Well, lo and behold the whole thing went off so technologically brilliantly that the hour or so of lag time we'd built into the whole 24-hour schedule (which has like 18 columns and is broken down into 288 five-minute increments) just to be safe, was completely unnecessary and we ended nearly 45 minutes early. Which normally in event planning isn't that big of a deal, but when you advertise to thousands of people that you're going to be standing on your feet for 24 hours and you end at 23 hours and 15 minutes, some people feel shortchanged. I'm not gonna lie, the vast majority feel overjoyed that they finally get to sit down. But we're still going down in the yearbooks as the most efficient Overall Committee in history.

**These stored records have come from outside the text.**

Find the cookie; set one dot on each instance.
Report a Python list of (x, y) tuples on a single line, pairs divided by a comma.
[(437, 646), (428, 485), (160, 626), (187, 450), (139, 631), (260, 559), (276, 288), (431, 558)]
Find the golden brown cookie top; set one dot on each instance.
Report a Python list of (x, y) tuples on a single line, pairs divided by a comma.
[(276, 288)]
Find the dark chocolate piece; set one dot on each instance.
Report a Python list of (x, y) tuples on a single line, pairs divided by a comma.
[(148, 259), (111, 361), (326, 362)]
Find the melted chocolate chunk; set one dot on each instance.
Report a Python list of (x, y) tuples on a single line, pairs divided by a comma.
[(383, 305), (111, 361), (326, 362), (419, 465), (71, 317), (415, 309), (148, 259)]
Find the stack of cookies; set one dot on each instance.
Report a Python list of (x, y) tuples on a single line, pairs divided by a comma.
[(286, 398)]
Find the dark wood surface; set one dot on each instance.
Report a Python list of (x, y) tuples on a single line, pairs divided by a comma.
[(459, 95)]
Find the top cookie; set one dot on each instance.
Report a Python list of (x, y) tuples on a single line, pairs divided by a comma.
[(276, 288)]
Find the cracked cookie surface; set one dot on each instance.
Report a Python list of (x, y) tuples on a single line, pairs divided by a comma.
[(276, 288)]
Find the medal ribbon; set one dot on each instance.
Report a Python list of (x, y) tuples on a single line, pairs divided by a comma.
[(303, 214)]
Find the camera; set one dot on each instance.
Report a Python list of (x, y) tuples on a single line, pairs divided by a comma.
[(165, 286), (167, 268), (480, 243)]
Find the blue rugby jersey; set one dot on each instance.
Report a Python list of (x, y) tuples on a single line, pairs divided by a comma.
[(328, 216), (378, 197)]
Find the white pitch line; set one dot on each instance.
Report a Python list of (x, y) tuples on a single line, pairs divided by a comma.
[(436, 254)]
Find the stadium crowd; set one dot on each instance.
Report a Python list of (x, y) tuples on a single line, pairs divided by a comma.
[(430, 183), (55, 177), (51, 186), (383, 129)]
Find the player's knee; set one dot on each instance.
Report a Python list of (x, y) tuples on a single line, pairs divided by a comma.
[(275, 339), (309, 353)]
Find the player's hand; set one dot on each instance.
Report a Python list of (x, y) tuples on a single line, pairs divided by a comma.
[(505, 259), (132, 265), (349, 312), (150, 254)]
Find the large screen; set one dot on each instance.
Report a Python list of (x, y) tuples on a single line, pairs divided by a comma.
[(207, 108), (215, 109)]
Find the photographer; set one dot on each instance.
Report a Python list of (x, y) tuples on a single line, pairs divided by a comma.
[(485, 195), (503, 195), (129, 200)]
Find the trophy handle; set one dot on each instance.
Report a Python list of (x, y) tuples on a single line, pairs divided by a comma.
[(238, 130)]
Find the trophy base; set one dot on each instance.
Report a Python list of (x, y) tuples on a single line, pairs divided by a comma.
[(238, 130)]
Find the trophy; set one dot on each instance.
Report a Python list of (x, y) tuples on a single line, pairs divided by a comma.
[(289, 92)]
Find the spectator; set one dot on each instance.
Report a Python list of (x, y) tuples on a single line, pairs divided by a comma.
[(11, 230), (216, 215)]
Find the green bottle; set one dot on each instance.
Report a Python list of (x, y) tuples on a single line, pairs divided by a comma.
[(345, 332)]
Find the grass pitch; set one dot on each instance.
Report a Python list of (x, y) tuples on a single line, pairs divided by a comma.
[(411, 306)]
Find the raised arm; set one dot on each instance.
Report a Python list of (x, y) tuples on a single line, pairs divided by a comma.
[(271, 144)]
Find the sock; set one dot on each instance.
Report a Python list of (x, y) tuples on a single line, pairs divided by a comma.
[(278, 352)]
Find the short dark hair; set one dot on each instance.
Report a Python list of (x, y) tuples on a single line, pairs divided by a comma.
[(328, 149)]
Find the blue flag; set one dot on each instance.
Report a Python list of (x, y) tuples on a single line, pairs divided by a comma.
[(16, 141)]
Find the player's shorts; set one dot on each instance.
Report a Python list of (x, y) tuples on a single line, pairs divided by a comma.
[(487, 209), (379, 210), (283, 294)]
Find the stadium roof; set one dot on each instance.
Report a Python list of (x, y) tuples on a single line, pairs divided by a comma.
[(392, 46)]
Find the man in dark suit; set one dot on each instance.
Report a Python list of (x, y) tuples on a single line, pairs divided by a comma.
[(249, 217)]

And I had to laugh, because I realized my wish hadn't been specific enough. "Please let all the technology work perfectly at the end of the marathon" apparently didn't cut it, since I could never predict all the other contingencies.
So does that stop me from trying to guarantee some little aspect of the future with my little daily wish? No. I've got a new request, and I won't tell you what it is until it's happened, which might be never.
Anyway, this brings me back to Looper. Don't worry, this is not a spoiler. It just got me thinking. We're all so obsessed with time travel because we think if we just knew the future, it would make everything in the present so clear, or if we could just return to the past and change a decision, it could fix everything now. But every time you do that, you realize it's all a loop and you end up causing the bad things you were trying to prevent.
I guess it's just another reminder that we will not, do not and cannot know the future, nor can we do anything to change the past and we have to focus on the now. I have to ask, am I right before God right now? Are my immediate needs provided for right now? Yes? Good. Go to sleep and quit worrying. No? Please read Acts 16:30-31.